Parvalbumin (PV) interneurons act as the brain’s rhythm keepers. By regulating local circuit activity and maintaining excitation–inhibition balance, they help stabilize cortical network function. When these cells malfunction or decline—as seen in disorders such as schizophrenia and epilepsy—neural networks can become unstable, leading to cognitive and behavioral disruptions. Yet despite their importance, PV interneurons have been difficult to generate in vitro, with multiple studies noting the challenge of producing subtype‑specific PV cells from stem cell or fetal sources.
A team at Lund University now reports a major step toward overcoming that barrier. In a study published in Science Advances titled “A distinct lineage pathway drives parvalbumin chandelier cell fate in human interneuron reprogramming,” the researchers describe a method to directly reprogram human glial cells into PV interneurons without passing through a stem‑cell stage. The approach builds on their earlier work but adds a deeper understanding of the lineage transitions that drive PV identity.
“In our study, we have for the first time succeeded in reprogramming human glial cells into parvalbumin neurons that resemble those that naturally exist in the brain,” said Daniella Rylander Ottosson, PhD, senior author and researcher in regenerative neurophysiology at Lund University. “We have also been able to identify several key genes that seem to play a crucial role in the transformation.”
The team used human stem‑cell–derived glial progenitor cells (hGPCs) and introduced a defined set of five transcription factors—Ascl1, DLX5, LHX6, Sox2, and FOXG1—to drive interneuron reprogramming. Within weeks—far faster than traditional stem‑cell differentiation protocols—the glial cells adopted neuronal morphology, expressed GABAergic markers, and developed electrophysiological properties consistent with inhibitory interneurons.
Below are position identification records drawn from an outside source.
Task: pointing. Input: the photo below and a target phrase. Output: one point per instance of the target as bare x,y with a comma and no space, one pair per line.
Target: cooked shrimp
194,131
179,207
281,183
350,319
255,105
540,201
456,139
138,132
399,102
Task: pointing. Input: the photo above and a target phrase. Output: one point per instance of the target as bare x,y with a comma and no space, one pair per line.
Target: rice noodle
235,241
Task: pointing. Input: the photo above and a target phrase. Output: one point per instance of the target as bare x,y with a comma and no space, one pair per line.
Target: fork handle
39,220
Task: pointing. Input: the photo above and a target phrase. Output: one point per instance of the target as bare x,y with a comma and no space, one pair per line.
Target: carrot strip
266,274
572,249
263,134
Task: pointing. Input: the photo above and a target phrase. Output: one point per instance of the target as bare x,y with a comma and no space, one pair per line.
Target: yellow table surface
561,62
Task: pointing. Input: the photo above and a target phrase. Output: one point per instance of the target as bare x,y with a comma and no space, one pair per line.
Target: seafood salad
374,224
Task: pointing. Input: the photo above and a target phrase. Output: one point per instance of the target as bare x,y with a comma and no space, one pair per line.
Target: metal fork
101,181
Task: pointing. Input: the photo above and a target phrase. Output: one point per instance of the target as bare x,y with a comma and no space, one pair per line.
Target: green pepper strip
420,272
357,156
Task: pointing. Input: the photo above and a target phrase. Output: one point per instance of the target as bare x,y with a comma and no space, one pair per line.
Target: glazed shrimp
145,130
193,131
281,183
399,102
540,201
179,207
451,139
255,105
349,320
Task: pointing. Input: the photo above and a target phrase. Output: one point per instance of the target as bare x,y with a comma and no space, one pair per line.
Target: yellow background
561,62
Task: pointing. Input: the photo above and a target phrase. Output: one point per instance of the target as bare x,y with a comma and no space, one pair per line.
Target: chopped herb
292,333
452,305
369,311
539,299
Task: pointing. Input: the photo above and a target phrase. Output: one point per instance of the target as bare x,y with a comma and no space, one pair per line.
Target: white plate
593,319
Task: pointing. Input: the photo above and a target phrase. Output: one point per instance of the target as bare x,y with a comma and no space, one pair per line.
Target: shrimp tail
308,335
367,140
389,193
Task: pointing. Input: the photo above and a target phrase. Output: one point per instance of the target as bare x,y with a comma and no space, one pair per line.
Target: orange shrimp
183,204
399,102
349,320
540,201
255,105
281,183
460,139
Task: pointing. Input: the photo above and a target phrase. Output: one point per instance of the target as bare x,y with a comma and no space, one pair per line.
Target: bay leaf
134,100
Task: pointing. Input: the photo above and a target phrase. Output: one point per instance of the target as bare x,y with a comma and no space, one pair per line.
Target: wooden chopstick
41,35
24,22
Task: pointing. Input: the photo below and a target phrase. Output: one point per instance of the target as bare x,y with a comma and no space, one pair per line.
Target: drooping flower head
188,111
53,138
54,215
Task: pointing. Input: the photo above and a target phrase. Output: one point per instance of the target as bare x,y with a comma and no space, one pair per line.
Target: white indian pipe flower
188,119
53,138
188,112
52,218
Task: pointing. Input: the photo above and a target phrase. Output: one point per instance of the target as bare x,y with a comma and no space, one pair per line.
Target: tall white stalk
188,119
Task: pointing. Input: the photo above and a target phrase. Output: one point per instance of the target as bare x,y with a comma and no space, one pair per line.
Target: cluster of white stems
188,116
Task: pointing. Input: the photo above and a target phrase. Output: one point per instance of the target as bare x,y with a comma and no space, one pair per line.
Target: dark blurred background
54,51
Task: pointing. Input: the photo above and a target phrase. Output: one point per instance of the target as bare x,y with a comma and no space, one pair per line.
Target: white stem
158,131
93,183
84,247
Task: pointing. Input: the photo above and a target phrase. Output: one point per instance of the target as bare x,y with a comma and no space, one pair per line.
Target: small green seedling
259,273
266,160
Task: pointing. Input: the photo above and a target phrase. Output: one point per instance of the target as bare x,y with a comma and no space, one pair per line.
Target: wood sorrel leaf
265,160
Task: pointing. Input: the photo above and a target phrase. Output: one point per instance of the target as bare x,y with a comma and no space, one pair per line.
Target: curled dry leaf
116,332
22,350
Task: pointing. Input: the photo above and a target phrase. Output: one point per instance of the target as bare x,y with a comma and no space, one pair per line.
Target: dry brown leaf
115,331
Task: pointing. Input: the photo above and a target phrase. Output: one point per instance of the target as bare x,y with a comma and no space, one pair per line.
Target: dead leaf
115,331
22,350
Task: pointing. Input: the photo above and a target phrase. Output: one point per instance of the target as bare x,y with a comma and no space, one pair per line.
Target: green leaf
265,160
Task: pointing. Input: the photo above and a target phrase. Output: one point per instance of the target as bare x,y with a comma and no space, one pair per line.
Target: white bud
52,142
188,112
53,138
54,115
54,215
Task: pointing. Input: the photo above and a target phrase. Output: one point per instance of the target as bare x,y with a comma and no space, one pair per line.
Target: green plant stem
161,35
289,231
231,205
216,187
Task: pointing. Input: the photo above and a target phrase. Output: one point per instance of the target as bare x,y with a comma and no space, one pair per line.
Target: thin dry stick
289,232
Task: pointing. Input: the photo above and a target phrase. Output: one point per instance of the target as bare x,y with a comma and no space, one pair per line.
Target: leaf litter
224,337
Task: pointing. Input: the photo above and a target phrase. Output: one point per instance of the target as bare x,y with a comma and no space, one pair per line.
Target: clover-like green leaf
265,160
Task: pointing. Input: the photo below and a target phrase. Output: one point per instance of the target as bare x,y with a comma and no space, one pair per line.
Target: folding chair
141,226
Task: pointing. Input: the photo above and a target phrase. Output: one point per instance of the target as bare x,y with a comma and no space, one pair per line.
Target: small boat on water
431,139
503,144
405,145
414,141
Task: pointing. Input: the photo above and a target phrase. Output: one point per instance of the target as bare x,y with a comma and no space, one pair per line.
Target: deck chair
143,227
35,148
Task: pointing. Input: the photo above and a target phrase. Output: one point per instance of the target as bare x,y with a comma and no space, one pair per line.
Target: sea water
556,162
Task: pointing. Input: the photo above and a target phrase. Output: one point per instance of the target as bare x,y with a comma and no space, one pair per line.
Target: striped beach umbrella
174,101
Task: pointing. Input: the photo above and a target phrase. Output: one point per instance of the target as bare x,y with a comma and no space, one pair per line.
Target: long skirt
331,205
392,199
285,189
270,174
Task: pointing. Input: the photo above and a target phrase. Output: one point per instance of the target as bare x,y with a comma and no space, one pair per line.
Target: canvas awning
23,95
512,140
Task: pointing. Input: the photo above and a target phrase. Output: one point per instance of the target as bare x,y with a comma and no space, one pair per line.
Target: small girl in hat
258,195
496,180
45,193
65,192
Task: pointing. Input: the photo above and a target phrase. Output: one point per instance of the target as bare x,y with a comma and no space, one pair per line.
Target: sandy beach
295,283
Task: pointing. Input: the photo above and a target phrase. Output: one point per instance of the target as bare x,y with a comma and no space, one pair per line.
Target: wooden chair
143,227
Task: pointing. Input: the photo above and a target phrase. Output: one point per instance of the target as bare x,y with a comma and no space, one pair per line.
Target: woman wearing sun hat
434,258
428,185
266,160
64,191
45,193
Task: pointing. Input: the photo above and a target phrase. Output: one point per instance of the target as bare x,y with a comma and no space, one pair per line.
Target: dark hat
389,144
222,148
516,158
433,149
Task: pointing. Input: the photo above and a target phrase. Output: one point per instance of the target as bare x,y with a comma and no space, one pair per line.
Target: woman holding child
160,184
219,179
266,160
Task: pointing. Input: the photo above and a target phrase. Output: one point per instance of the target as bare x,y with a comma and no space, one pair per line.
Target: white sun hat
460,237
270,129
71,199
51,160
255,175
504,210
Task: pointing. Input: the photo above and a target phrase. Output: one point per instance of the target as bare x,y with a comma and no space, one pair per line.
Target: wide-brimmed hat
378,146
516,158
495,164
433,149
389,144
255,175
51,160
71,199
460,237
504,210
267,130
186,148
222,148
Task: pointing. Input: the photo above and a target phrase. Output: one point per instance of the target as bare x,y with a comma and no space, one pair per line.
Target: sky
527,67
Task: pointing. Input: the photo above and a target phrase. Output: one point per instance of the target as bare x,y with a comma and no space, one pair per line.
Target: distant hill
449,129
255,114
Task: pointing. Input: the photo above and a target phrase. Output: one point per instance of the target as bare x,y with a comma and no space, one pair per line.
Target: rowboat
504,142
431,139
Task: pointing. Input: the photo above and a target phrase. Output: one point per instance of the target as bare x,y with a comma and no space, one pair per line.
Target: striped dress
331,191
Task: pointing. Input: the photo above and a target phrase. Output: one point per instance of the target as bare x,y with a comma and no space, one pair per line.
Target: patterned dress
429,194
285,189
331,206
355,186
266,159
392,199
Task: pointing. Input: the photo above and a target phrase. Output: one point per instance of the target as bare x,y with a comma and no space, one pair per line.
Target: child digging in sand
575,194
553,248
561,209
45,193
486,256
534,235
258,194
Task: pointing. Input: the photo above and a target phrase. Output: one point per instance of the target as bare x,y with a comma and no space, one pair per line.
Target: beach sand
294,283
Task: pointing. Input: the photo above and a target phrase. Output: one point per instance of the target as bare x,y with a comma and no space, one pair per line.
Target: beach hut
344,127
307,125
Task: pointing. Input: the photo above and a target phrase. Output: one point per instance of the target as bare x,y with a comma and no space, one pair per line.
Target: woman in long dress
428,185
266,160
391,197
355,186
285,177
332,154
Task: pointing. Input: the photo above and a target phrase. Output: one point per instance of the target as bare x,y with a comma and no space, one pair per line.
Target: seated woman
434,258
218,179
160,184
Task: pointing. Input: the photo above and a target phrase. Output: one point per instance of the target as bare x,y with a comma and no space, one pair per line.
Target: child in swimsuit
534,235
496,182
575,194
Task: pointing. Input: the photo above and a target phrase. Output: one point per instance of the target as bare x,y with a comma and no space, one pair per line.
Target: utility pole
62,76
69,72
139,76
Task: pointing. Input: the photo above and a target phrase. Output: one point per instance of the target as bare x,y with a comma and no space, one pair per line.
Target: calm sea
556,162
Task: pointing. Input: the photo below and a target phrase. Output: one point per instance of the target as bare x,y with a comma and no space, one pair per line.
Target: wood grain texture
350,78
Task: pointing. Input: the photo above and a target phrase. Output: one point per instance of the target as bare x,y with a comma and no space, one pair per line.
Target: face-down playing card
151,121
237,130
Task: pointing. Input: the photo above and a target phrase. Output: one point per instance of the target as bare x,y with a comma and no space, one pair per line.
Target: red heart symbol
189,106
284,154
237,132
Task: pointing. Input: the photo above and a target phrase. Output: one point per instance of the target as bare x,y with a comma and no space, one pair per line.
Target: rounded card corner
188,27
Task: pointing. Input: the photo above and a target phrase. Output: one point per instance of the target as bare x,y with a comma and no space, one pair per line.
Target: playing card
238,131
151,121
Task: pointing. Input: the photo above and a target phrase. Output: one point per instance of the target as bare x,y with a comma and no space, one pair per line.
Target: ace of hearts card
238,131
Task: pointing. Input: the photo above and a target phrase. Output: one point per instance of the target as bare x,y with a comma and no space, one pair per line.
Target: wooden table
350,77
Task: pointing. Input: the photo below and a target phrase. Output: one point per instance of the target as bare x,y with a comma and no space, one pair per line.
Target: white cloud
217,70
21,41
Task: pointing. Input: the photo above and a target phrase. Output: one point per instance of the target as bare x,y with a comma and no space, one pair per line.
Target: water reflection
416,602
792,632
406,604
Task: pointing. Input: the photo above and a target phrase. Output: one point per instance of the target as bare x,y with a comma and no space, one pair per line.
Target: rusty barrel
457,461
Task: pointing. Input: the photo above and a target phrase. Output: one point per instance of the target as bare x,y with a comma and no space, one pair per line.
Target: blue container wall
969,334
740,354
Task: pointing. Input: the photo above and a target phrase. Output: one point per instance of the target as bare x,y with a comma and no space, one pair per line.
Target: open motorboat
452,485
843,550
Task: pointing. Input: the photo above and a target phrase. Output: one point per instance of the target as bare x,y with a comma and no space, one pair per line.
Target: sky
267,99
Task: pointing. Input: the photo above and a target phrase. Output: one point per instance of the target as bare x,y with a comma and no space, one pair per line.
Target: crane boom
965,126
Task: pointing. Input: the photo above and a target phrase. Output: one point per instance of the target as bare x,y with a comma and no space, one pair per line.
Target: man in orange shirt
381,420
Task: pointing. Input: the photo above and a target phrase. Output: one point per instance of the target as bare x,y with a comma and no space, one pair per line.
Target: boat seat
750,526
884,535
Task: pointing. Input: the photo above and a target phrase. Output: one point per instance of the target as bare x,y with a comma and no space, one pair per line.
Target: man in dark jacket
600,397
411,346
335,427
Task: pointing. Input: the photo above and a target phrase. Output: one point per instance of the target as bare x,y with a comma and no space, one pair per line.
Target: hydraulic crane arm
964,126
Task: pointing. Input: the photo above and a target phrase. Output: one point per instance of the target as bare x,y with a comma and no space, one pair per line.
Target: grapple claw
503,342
Single‑nucleus RNA sequencing revealed that the reprogrammed cells rapidly transitioned through distinct developmental states, ultimately forming several neuronal clusters. Among them was a robust PV‑enriched population with molecular signatures characteristic of chandelier cells. The analysis also uncovered a previously uncharacterized lineage trajectory leading to PV fate, including dynamic gene programs that appear essential for establishing the chandelier‑cell phenotype.
The work addresses a long‑standing challenge in the field: generating subtype‑specific PV interneurons efficiently and reliably. Because glial cells are abundant, proliferative, and widely distributed throughout the brain, direct reprogramming offers a potential route to repair inhibitory circuits affected in neurological and psychiatric disorders. However, transferring glia reprogramming to the human system has been difficult, in part because hGPCs develop relatively late, the authors noted. The researchers overcame this hurdle by using a stem‑cell–derived hGPC protocol that produces oligodendrocyte precursor–like cells, which they and others have previously shown can be successfully converted into interneurons.
The discovery of a PV‑specific lineage pathway also highlights previously unknown PV‑fate genes that could inform future refinements to reprogramming strategies. As for the future of brain cell engineering, the ability to generate mature human PV interneurons quickly and reproducibly may become a cornerstone of future circuit‑repair therapies.